Google Takes On NC Telecoms

    June 25, 2007

Once again, it appears that Google’s looking out for the little guy.  Only in this instance, the “little guy” is both the average consumer and local governments.  According to Google – and Intel, Alcatel-Lucent, and Tropos Networks – a bill in the North Carolina General Assembly has the potential to be a monopoly-maker.

Sam Lagrone, a reporter for The News & Observer, states that HB 1587 “would sharply limit local governments’ ability to create their own telecommunications network,” and “would not allow local governments to use tax revenue to fund any kind of telecommunications utility.”

At first glance, that might not be too upsetting.  After all, tax revenue is already spread pretty thin in most places, and local governments (or those around Lexington, Kentucky, anyway) might not be the best choice to deal with cutting-edge technology.

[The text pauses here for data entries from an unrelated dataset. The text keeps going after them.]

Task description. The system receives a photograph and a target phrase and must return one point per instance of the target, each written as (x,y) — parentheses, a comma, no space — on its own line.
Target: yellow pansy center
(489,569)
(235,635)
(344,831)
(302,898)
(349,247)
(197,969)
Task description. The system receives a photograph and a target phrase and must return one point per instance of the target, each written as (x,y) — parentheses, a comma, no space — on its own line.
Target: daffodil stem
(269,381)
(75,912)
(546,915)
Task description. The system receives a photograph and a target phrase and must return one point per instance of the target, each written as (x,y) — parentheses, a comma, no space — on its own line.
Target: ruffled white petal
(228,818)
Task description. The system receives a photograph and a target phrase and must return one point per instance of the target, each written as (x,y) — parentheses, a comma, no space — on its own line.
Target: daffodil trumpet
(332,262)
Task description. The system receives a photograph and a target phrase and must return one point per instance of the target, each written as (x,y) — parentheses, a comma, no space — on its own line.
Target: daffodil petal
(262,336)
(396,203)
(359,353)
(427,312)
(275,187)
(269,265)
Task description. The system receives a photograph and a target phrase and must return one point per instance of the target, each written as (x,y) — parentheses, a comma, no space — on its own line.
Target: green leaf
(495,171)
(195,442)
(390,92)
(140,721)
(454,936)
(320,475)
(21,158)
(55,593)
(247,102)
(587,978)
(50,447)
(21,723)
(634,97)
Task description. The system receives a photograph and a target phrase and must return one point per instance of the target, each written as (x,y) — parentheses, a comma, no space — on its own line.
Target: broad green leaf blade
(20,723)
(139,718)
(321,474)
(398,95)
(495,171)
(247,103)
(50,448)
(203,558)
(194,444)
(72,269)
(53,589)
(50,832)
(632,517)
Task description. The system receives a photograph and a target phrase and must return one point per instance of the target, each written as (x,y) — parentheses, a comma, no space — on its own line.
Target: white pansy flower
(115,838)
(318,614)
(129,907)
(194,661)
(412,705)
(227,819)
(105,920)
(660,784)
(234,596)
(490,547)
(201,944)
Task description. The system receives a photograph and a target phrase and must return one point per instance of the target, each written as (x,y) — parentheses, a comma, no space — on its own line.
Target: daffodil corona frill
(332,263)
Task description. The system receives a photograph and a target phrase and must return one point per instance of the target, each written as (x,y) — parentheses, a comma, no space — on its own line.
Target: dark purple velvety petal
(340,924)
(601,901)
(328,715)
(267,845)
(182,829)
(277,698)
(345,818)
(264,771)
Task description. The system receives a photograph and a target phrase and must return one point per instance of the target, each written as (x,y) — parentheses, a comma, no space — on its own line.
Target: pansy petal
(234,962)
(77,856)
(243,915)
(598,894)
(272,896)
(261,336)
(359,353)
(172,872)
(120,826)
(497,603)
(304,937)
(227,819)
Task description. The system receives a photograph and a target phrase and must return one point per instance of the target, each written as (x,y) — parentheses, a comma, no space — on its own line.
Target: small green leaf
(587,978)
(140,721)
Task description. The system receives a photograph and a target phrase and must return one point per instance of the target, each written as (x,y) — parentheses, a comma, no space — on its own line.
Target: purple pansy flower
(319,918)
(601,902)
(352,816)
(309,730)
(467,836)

But John Burchett, Google’s state policy counsel, explained some of the bill’s negative implications in a letter to the North Carolina House Speaker, and suggested that it “would prevent cities and towns from partnering with private telecom providers to establish broadband networks” (italics mine).

“HB 1587 threatens to undermine the establishment of such partnerships, particularly in rural and high-cost urban areas of North Carolina in which the state’s incumbent providers are either serving poorly or not at all,” Burchett continued.

Burchett’s not alone in his opinion; as mentioned earlier, several other companies (and a number of North Carolina towns and cities) agree with Google.  The search engine company has clashed with telecoms on a number of occasions, and it looks like this is one battle that it will win.